We all yearn for a thank you, you’ve done well or that was awesome. We have a desire to be thought of well and a compliment is likely to give that warm fuzzy feeling and even more so when it comes from those whose authority we respect. Self-doubt can be a downward spiral and people suffering from it can get huge benefits from a simple compliment. Whether at work or at home, compliments can go a long way in making one’s day, they can change attitudes and improve performance more than even money can.
So, why is it easy for some and challenging for others to give compliments? Is it that some people don’t feel they need to, because they don’t feel the need to receive a compliment? Or is it that they feel insecure and have low self-esteem, so they have trouble giving or receiving anything? Is it that some people just don’t see the good in anything and all they see and focus on is on the negative?

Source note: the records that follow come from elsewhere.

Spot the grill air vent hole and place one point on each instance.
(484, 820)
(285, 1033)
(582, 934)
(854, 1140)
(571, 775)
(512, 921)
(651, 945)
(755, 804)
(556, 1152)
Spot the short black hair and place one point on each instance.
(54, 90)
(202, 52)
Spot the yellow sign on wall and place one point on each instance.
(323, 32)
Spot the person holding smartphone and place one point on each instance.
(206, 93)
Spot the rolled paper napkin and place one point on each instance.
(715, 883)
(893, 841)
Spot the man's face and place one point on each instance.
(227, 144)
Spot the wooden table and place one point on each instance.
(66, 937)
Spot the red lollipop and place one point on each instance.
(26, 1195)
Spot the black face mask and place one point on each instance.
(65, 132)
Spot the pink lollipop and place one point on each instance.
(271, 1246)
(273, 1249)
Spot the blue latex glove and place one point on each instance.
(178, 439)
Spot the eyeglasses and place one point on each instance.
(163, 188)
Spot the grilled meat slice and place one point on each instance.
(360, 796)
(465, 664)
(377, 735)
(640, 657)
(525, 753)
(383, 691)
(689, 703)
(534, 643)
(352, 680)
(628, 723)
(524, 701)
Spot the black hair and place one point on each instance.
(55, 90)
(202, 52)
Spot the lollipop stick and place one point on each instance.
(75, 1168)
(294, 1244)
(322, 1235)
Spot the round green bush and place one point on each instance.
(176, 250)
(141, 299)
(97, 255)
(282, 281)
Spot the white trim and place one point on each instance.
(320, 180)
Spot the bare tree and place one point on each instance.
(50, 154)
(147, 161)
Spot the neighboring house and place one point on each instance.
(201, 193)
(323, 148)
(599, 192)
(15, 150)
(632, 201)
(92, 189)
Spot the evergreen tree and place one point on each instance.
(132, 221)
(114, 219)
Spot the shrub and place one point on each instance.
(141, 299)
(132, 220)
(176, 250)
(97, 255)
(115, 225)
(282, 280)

Psychologists say that when people are unable to give out compliments, it’s usually because of any of the following reasons:
- Insecurity – You don’t want to give someone an ‘edge’ over you.
- Jealousy/envy – It makes you unable to pay a compliment.
- Depression – When you just can’t see the good in things.
- Self-absorption – You are not able to recognize the positive in others.
When you feel appreciated by a person you want to do more for that person. Interestingly, giving compliments develops our confidence as we feel good about helping other people to feel good. If you want to develop your self-esteem, the fastest way to do it is to help improve someone else’s.
Even as an experiment, this is surely worth a try, because of the ample benefits, mainly:
- It benefits others – Compliments encourage others. Through kind words, we remind people of their value and their talents. All of us want to be noticed, and receiving compliments confirms that we are. They provide confidence, joy and hope.
- It benefits me – When we share happiness, we receive it.
- It benefits my environment – The people around us create the environments in which we live, work, and play. Spreading joy among them by fostering a culture of encouragement challenges others to do the same. Our work environment feels different, as does our home life, and the world around begins to change just a little bit.
We can never underestimate the power of positive words to change our outlook in life. Just a “Don’t lose hope, I believe you can do it,” has the power to keep us going when we are in the midst of a trial. Encouraging words can do wonders to make us work harder instead of thinking about surrender.
Let me share a personal incident that encouraged me hugely and gave me so much confidence. I was waist down paralyzed, laid up in bed for 2 ½ years. I was in touch with my colleagues and we exchanged emails pertaining to my wellbeing. I was pleasantly surprised when my former director sent me a mail asking if I could draft a contract. I made the contract for her and her response was “Bravo, your brain is as sharp as ever”. I was also paid for work. I could not stop smiling for days and this encouraged me further, and I went on to write my first book. Her ‘Bravo’ remains etched in my mind even after 15 years. When I couldn’t even stand on my own, the encouragement was all that was needed to boost my confidence that I could still do so much. So, ask yourself this simple question – Do you bring sunshine or gloom when you enter a room? These beautiful words by Maya Angelou hold true in every situation of life and every profession – “I’ve learned that people will forget what you said, people will forget what you did, but people will never forget how you made them feel.”